In Bangkok I gave a talk about what Homenet gets right, what new solutions have emerged in the market since homenet started, and what is better about those solutions, as well as what homenet still adds. I’ve written up a document that discusses this in a bit more depth, and would appreciate feedback. It’s not very long, and should be a pretty easy read—it would be great if we could start talking about this before the meeting, so that when we get to the meeting we can have an informed discussion and maybe decide on a way forward if that seems warranted.
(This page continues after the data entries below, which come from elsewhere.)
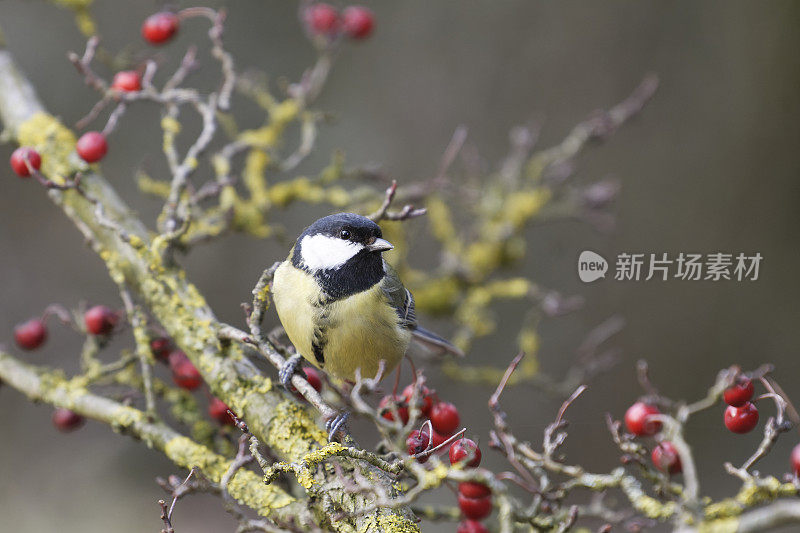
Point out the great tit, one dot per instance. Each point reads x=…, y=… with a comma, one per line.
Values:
x=341, y=305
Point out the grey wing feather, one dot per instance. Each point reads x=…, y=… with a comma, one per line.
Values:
x=403, y=302
x=400, y=298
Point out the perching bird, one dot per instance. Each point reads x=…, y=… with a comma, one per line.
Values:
x=342, y=306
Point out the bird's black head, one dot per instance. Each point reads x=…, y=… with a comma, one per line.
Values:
x=343, y=251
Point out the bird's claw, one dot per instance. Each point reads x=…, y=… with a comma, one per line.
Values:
x=337, y=424
x=288, y=370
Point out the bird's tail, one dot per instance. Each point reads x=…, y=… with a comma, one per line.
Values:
x=434, y=343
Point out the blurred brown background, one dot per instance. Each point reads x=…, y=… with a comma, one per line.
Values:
x=711, y=165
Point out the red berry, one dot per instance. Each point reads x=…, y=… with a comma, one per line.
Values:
x=218, y=410
x=444, y=417
x=184, y=373
x=417, y=442
x=465, y=450
x=127, y=81
x=739, y=393
x=31, y=334
x=795, y=457
x=161, y=347
x=475, y=508
x=741, y=419
x=424, y=398
x=384, y=408
x=92, y=146
x=471, y=526
x=160, y=27
x=638, y=418
x=322, y=19
x=357, y=22
x=100, y=320
x=471, y=489
x=66, y=420
x=666, y=458
x=19, y=157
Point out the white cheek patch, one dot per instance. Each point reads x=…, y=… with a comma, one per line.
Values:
x=321, y=252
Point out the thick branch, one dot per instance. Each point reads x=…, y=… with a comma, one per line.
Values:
x=43, y=386
x=133, y=260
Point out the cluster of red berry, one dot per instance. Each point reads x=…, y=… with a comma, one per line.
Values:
x=741, y=416
x=640, y=420
x=356, y=22
x=186, y=376
x=474, y=499
x=93, y=145
x=98, y=321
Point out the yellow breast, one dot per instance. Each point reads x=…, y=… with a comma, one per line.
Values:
x=360, y=330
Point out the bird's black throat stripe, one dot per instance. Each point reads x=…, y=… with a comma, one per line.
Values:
x=319, y=337
x=358, y=274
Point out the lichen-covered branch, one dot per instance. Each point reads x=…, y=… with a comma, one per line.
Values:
x=44, y=385
x=134, y=260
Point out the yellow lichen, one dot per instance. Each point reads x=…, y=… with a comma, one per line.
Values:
x=54, y=141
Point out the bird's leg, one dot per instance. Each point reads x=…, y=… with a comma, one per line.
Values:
x=289, y=369
x=336, y=424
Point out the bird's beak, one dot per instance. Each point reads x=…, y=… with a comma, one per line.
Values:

https://tools.ietf.org/html/draft-lemon-homenet-review-00 
<https://tools.ietf.org/html/draft-lemon-homenet-review-00>

Thanks for doing this, it's a valuable write-up. I agree with what's written in the draft, but I missed some parts that would involve DHCPv6-PD. I have done this myself and it's very useful to be able to stack several routers deep into the home, for instance for L2 isolation of devices (I had a real problem involving Spanning Tree that I wanted to solve this way, and it worked well). Doing this with non-HOMENET routers expands the number of devices one can support.

I especially agree with the statement on wifi roaming between APs does require shared L2, and there has been discussions about this and how to solve that, and I think it's a requirement for homenet to become a useful solution in that space. This would probably require some kind of tunneling or vlan encapsuatlion between homenet devices to be controlled somehow. There are routing protocols out there that already do this, can perhaps be used as inspiration.

Looking at the kind of devices typically available to people, most of them are SoCs with 2 NIC ports, one connected to a WAN port and one to a switch that then provides multiple ports. This doesn't lend itself very well to arbitrary topologies, but it does lend itself well to creating trees. Here the service discovery proxies and turning off firewalls/NAT of HOMENET is very useful. I also think it's useful for wired devices to have the L3 isolation that HOMENET design calls for, but we also need to support L2 domains across APs (multiple probably, as people also like to have isolation between different SSIDs).

There is now work in the IETF on IoT onboarding etc, does HOMENET have mechanisms that can be used there or the other way around?